LeetCode 605. Can Place Flowers

问题描述

Suppose you have a long flowerbed in which some of the plots are planted and some are not. However, flowers cannot be planted in adjacent plots - they would compete for water and both would die.

Given a flowerbed (represented as an array containing 0 and 1, where 0 means empty and 1 means not empty), and a number n, return if n new flowers can be planted in it without violating the no-adjacent-flowers rule.
Example 1:

Input: flowerbed = [1,0,0,0,1], n = 1
Output: True

Example 2:

Input: flowerbed = [1,0,0,0,1], n = 2
Output: False

Note:

1. The input array won’t violate no-adjacent-flowers rule.
2. The input array size is in the range of [1, 20000].
3. n is a non-negative integer which won’t exceed the input array size.

问题分析

给定一个数组nums[],数组中有一些0，1.其中0，表示空，1表示非空。

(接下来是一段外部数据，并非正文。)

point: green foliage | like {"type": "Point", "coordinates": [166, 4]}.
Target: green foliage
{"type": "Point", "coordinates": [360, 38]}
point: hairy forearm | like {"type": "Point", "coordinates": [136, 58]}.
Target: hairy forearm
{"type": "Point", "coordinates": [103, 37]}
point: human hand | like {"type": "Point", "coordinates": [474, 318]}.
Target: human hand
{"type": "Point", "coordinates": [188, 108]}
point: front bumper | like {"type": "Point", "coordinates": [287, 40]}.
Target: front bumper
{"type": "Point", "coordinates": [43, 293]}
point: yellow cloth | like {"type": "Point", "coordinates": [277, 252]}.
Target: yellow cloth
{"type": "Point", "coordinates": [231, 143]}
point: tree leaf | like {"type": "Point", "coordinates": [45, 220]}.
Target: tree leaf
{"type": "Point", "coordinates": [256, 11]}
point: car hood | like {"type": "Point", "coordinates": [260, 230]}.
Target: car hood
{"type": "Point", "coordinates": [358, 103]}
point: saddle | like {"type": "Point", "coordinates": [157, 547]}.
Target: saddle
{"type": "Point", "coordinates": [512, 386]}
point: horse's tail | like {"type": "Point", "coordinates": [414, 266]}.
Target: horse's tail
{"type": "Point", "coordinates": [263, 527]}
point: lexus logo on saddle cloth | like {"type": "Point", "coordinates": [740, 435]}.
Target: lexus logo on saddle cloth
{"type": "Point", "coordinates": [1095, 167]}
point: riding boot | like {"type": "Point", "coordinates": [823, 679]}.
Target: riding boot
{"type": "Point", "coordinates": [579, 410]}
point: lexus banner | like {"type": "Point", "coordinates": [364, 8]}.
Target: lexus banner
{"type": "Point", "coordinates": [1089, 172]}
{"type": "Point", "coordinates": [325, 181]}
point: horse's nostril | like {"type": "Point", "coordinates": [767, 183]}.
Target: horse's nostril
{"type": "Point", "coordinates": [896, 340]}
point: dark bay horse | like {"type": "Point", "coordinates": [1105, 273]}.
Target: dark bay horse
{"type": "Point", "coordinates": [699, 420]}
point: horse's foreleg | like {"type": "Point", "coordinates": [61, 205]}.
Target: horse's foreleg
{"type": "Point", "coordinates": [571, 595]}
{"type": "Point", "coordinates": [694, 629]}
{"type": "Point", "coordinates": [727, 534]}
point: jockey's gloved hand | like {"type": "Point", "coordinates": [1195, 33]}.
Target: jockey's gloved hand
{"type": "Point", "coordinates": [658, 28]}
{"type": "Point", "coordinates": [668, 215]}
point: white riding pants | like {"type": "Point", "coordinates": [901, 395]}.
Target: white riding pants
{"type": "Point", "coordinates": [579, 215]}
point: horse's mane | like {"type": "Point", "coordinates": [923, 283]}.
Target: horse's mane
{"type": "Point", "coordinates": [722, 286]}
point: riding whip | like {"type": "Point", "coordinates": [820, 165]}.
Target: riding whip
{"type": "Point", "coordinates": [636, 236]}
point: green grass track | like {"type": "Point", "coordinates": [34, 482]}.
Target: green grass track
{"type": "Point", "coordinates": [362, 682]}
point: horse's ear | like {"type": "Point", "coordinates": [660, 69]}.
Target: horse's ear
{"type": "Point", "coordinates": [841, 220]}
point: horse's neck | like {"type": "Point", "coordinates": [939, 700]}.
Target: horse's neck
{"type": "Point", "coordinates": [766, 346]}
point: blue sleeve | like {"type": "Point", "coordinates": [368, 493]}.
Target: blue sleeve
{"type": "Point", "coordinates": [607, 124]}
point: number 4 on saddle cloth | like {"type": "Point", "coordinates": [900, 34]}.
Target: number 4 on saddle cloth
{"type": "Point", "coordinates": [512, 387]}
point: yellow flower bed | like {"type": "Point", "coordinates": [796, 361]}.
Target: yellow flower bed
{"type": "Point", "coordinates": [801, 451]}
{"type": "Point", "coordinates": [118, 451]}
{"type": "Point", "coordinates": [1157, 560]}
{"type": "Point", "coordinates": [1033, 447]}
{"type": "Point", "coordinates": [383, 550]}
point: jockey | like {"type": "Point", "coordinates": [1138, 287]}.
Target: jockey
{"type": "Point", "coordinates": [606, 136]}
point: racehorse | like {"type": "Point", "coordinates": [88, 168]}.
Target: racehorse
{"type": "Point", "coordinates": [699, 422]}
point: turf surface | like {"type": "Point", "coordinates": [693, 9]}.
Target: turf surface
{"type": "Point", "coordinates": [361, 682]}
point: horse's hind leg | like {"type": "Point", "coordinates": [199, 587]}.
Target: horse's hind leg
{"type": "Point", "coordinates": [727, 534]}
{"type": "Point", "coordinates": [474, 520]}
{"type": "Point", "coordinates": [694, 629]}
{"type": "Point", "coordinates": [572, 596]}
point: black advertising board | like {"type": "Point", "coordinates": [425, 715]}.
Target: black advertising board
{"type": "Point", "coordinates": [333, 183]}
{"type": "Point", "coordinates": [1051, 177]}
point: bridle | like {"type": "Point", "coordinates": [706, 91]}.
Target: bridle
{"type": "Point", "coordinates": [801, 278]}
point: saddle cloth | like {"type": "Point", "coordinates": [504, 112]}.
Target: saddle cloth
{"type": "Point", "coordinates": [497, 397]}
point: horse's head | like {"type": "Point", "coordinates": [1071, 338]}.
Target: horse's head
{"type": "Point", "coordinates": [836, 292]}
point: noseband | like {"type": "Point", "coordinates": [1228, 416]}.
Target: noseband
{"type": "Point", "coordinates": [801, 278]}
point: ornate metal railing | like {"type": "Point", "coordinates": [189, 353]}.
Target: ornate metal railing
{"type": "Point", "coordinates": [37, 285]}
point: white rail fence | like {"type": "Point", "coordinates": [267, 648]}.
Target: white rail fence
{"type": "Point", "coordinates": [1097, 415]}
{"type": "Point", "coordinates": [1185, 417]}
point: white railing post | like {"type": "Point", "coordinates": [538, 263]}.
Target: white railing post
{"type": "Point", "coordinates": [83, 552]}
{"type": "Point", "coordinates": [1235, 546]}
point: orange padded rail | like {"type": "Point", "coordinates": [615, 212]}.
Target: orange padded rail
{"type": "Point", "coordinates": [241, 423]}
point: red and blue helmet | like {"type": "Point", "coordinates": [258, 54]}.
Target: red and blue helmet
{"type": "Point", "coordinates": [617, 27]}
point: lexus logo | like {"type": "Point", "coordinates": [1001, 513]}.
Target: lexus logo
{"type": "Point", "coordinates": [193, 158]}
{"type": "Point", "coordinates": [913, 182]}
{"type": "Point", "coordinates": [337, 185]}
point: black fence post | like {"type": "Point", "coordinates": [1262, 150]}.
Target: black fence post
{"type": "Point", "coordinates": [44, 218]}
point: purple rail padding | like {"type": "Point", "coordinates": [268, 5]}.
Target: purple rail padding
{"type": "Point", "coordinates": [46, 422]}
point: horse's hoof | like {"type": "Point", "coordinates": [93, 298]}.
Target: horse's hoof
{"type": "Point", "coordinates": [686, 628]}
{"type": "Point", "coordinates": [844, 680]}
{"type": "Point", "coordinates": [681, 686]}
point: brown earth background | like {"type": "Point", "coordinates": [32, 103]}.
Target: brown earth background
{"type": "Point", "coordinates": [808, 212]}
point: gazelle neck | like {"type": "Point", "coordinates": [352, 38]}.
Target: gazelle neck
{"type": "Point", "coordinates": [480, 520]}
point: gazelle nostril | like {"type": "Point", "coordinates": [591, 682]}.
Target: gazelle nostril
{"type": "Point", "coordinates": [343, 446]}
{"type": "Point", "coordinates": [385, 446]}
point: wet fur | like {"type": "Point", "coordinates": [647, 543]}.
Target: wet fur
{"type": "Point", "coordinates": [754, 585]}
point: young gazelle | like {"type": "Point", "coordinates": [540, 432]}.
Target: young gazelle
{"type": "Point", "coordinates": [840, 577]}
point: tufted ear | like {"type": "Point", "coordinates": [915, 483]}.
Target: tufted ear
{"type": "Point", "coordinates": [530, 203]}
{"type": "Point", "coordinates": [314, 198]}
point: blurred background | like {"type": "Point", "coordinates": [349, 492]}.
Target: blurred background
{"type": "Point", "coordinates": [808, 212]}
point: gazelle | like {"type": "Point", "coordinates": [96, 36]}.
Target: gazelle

给定一个数n，表示n给1，将这n个1插入到nums中，要求相邻两个不能是1.返回结果表示成功与否。
遍历这个数组，满足条件，计数+1.同时跳两位，如果不满足，就跳一位。时间复杂度 O(n).

代码实现

public boolean canPlaceFlowers(int[] flowerbed, int n) {
     if (n == 0) {
            return true;
        }
        if (flowerbed.length < (2 * n - 1)) {
            return false;
        }
        int i = 0;
        int count = 0;
        while (i < flowerbed.length) {
            if (flowerbed[i] == 0 && (i == 0 || flowerbed[i - 1] == 0) && (i == flowerbed.length - 1 || flowerbed[i + 1] == 0)) {
                flowerbed[i] = 0;
                count++;
                i++;
            }
            if (count >= n) {
                return true;
            }
            i++;
        }
        return false;
    }

总结

在思考的时候，尽可能使用统一 的循环，而不用对其中不同的情况进行列举，那样容易出错。